For parents whose teenaged children have been in treatment for substance abuse in an inpatient setting, discharge can be a mixed blessing. Parents may feel relieved that their son or daughter has completed a treatment program, but that is simply one stage in their journey as a family. The next stage, the transition back to the home and school environment, is a worrisome time for parents. What is the best way for parents to approach this?
There are so many challenges for families in this situation. They worry about relapse, about the child’s socializing and returning to school, and about their own relationship with their child. At Gateway Rehab, we strongly encourage families to be involved while their child is receiving inpatient care, and to continue with outpatient treatment on some level. There are different levels of outpatient care, and the family should be involved in outpatient treatment, in structured family group activities. We also offer consultation for families outside of the group, and provide a lot of telephone support.

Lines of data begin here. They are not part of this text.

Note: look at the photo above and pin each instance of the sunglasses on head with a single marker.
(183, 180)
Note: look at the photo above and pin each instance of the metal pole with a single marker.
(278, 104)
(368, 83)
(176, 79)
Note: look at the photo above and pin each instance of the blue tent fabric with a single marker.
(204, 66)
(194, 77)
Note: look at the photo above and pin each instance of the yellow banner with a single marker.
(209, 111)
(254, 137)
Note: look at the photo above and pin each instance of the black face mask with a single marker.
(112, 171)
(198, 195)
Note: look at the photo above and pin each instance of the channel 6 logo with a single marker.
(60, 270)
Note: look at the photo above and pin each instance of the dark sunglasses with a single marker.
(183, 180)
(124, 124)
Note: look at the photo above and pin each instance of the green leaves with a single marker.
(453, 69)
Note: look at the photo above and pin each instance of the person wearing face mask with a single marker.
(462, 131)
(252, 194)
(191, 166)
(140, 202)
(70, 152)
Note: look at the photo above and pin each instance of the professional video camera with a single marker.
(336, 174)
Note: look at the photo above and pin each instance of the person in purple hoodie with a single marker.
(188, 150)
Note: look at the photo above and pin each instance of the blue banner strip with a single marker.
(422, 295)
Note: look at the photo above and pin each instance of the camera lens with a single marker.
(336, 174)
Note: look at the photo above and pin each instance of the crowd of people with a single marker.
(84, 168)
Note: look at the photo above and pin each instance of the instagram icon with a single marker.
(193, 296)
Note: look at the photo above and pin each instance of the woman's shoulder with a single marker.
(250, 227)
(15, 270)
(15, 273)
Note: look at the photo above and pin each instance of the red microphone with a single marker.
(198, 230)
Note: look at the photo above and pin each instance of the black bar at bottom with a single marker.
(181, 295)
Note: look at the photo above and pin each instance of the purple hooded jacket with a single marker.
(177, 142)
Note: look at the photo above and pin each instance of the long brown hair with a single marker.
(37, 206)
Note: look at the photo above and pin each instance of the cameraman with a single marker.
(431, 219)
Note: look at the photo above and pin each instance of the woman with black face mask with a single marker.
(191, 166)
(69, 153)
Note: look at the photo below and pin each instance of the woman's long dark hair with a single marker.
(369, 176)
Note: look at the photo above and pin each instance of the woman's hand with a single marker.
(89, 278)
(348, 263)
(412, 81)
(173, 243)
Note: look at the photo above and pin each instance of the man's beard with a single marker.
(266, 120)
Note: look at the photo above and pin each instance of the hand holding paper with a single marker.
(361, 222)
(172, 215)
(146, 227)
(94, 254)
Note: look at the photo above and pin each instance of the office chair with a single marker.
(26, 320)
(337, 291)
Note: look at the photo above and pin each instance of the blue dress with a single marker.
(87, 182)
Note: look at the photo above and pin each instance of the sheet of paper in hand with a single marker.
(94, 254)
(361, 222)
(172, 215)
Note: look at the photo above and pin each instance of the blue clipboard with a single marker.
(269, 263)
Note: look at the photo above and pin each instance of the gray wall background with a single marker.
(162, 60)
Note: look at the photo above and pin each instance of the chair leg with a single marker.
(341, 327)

We help families develop a “cooperative agreement structure” before discharge that defines expectations and sets limits. Every family is unique; we look at the family history and the parent’s greatest concerns and help guide the family through this process, of setting and negotiating limits. Parents have to put it on the table.

What might some of those limits be?
The kids have to earn their parents trust again. That might mean that they have to give up their cell phone for a specified period of time, or trade the use of the cell phone for something. It may mean that parents delete the contacts that are stored in the child’s cell phone and defriend them on Facebook, to limit their access to dealers and peers who sold them drugs in the past. It may mean a curfew. This is a lot to ask of kids: to give up drugs, friends, a lifestyle. It’s very hard for them and it’s hard for parents to insist on it. It’s really a matter of daily decision-making, and the relationship is the key.

Many parents are especially concerned about their child reuniting with a former peer group, with whom they used drugs. How can the parent best handle that?
Going back to school, seeing old friends that they used with, is clearly a high-risk situation. Some schools have a Student Assistance Team, and parents can tell them what has been going on so that they can help monitor the situation at school. This issue is a very uncomfortable one for both parents and kids; kids are at an age when their friendships and peers matter so much. But the old peer group can be dangerous when the kids come out of rehab.
We encourage families to take the kids to 12-step meetings, to search for one that has a lot of younger people so that the kids can develop new relationships there. It’s best if the kids can develop a recovery-focused friendship. It’s not easy; lots of kids resist going. Parents themselves should go to meetings, to Nar-anon or Al Anon.

How do you give support to families through this process?
We recognize that parents are holding their breath when their kids come home, for many reasons. They feel alone with their fears and isolated by their experiences. It’s tough to talk about this with friends and family, when they feel so much shame, anger and fear. They may not have, or know of, available resources, so we help them find those.
Going to a group is encouraged because it “normalizes” the experience, in the sense that they are likely to discover that their experience is not so rare. They will see other families going through the same thing, and they feel less alone. At group meetings like Al Anon and Nar Anon, you get personal support.

In general, how should parents act with their kids, after rehab?
Be assertive without being harsh. Respect your child’s strength and let him or her know that you’re proud of them for completing their rehab treatment. Most likely, the parents, and other family members, have had some significant discord and mutual loss of trust with the child who has been in treatment. It’s essential to have patience with the process of restoring trust; it can take a long time.